Days of Presence in the United States
You are treated as present in the United States on any day you are physically present in the country, at any time during the day. However, there are exceptions to this rule. Do not count the following as days of presence in the United States for the substantial presence test.
- Days you commute to work in the United States from a residence in Canada or Mexico, if you regularly commute from Canada or Mexico.
- Days you are in the United States for less than 24 hours, when you are in transit between two places outside the United States.
- Days you are in the United States as a crew member of a foreign vessel.
- Days you are unable to leave the United States because of a medical condition that develops while you are in the United States.
- Days you are an exempt individual.
For details on days excluded from the substantial presence test for other than exempt individuals, refer to Publication 519, U.S. Tax Guide for Aliens,.
Do not count days for which you are an exempt individual. The term “exempt individual ” does not refer to someone exempt from U.S. tax, but to anyone in the following categories who is exempt from counting days of presence in the U.S.:
- An individual temporarily present in the United States as a foreign government-related individual
- A teacher or trainee temporarily present in the United States under a “J ” or “Q ” visa, who substantially complies with the requirements of the visa
- A student temporarily present in the United States under an “F, ” “J, ” “M, ” or “Q ” visa, who substantially complies with the requirements of the visa
- A professional athlete temporarily in the United States to compete in a charitable sports event
If you exclude days of presence in the United States because you fall into a special category, you must file a fully-completed Form 8843, Statement for Exempt Individuals and Individuals with a Medical Condition (PDF).

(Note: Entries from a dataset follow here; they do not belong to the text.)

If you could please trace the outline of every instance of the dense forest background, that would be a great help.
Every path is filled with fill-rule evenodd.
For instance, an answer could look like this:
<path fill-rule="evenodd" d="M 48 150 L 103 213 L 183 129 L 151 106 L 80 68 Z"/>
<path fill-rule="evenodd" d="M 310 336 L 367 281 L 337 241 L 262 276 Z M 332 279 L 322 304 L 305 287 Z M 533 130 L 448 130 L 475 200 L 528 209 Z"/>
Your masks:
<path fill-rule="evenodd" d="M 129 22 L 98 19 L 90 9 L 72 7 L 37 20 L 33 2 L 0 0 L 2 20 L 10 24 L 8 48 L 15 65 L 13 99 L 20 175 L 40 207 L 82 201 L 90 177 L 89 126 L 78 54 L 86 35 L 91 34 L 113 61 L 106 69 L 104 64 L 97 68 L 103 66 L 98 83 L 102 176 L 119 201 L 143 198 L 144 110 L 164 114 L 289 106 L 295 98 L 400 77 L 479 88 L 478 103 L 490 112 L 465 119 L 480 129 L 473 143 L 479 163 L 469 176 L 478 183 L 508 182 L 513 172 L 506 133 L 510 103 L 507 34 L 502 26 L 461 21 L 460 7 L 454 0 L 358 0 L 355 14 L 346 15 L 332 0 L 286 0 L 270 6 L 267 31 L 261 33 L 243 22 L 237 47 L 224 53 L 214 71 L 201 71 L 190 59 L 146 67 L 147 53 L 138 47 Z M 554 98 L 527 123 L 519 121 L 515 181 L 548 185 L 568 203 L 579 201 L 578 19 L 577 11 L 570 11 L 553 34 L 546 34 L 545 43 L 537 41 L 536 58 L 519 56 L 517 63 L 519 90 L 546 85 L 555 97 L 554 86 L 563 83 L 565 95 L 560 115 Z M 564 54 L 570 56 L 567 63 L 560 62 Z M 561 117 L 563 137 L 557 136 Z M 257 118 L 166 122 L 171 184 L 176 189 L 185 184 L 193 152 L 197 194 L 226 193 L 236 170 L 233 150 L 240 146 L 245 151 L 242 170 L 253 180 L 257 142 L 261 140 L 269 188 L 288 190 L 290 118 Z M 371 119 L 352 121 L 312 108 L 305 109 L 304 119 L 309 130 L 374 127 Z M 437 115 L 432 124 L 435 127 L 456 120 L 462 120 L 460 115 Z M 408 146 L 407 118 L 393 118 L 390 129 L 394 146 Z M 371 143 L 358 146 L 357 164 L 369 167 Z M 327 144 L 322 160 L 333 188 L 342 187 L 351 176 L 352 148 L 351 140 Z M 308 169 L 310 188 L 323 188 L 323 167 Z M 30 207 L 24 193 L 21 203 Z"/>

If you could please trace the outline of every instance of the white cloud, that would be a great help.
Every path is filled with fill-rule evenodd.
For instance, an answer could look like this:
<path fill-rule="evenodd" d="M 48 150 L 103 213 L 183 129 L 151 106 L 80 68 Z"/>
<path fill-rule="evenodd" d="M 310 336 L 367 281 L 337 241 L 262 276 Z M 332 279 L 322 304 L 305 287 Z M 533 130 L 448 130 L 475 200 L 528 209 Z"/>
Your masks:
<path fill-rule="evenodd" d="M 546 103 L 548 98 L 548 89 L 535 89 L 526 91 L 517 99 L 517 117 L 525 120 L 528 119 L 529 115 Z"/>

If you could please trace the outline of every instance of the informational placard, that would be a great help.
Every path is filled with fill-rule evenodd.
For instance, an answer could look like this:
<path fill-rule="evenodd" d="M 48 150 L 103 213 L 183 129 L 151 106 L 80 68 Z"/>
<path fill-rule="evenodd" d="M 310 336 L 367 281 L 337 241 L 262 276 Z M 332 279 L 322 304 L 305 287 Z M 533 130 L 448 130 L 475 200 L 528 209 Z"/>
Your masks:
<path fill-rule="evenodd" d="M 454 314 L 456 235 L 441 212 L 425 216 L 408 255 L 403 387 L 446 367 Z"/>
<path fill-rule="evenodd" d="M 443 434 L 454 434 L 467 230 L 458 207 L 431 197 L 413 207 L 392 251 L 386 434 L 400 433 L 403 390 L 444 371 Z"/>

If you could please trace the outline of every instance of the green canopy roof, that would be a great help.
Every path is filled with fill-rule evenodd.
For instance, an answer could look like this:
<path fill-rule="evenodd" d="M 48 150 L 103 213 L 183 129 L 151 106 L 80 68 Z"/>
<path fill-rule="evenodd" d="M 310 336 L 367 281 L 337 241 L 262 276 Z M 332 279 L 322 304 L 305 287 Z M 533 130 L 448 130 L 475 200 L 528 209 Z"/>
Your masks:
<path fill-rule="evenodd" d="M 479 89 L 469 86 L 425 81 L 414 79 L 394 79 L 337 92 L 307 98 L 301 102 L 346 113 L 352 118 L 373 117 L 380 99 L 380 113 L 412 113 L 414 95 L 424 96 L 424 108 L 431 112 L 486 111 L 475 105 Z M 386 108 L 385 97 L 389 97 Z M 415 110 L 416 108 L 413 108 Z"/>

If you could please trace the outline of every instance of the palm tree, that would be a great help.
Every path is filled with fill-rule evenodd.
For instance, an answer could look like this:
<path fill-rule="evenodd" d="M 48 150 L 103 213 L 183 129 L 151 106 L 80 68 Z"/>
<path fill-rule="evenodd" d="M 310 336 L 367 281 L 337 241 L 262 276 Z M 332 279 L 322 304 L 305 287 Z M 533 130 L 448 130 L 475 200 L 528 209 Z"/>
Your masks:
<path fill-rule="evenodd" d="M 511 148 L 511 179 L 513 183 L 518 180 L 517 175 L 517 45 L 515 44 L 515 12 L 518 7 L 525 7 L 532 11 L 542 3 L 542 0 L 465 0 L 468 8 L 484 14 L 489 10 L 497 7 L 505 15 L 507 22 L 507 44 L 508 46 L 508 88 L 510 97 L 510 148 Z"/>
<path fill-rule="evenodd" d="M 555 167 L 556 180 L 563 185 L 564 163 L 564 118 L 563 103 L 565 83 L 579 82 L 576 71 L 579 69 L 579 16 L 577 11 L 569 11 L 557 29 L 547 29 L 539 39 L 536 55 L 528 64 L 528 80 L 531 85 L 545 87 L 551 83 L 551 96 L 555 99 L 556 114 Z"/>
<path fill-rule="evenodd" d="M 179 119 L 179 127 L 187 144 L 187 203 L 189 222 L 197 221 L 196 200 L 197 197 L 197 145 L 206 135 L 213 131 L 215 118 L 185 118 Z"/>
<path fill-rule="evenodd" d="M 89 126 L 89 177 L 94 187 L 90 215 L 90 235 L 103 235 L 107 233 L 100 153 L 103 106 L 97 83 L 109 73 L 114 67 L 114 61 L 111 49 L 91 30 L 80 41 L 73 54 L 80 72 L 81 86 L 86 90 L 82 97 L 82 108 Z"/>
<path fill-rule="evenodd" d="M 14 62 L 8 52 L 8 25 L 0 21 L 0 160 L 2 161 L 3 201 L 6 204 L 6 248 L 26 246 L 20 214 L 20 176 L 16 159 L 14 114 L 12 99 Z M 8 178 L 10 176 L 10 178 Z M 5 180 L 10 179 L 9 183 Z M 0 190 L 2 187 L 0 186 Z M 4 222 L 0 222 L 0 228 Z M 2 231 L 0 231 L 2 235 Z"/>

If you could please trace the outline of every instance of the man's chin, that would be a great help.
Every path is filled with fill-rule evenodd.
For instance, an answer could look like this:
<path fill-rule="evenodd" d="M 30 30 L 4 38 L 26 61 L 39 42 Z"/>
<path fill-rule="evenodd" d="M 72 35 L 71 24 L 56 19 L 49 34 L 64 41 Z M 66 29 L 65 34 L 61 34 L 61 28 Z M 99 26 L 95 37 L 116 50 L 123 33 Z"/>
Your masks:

Closer Connection Exception to the Substantial Presence Test
Even if you passed the substantial presence test you can still be treated as a nonresident alien if you qualify for one of the following exceptions;
- The closer connection exception available to all aliens. Please refer to Conditions for a Closer Connection to a Foreign Country.
- The closer connection exception available only to students. Please refer to The Closer Connection Exception to the Substantial Presence Test for Foreign Students and Sample Letter.
Taxation of Dual-Status Aliens
You are a dual status alien when you have been both a resident alien and a nonresident alien in the same tax year. Dual status does not refer to your citizenship, only to your resident status for tax purposes in the United States. In determining your U.S. income tax liability for a dual-status tax year, different rules apply for the part of the year you are a resident of the United States and the part of the year you are a nonresident. The most common dual-status tax years are the years of arrival and departure.
For The Part of the Year You are a Resident Alien
For the part of the year you are a resident alien, you are taxed on income from all sources. Income from sources outside the United States is taxable if you receive it while you are a resident alien. The income is taxable even if you earned it while you were a nonresident alien or if you became a nonresident alien after receiving it and before the end of the year.
For The Part of The Year You are a Nonresident Alien
For the part of the year you are a nonresident alien, you are taxed on income from U.S. sources only.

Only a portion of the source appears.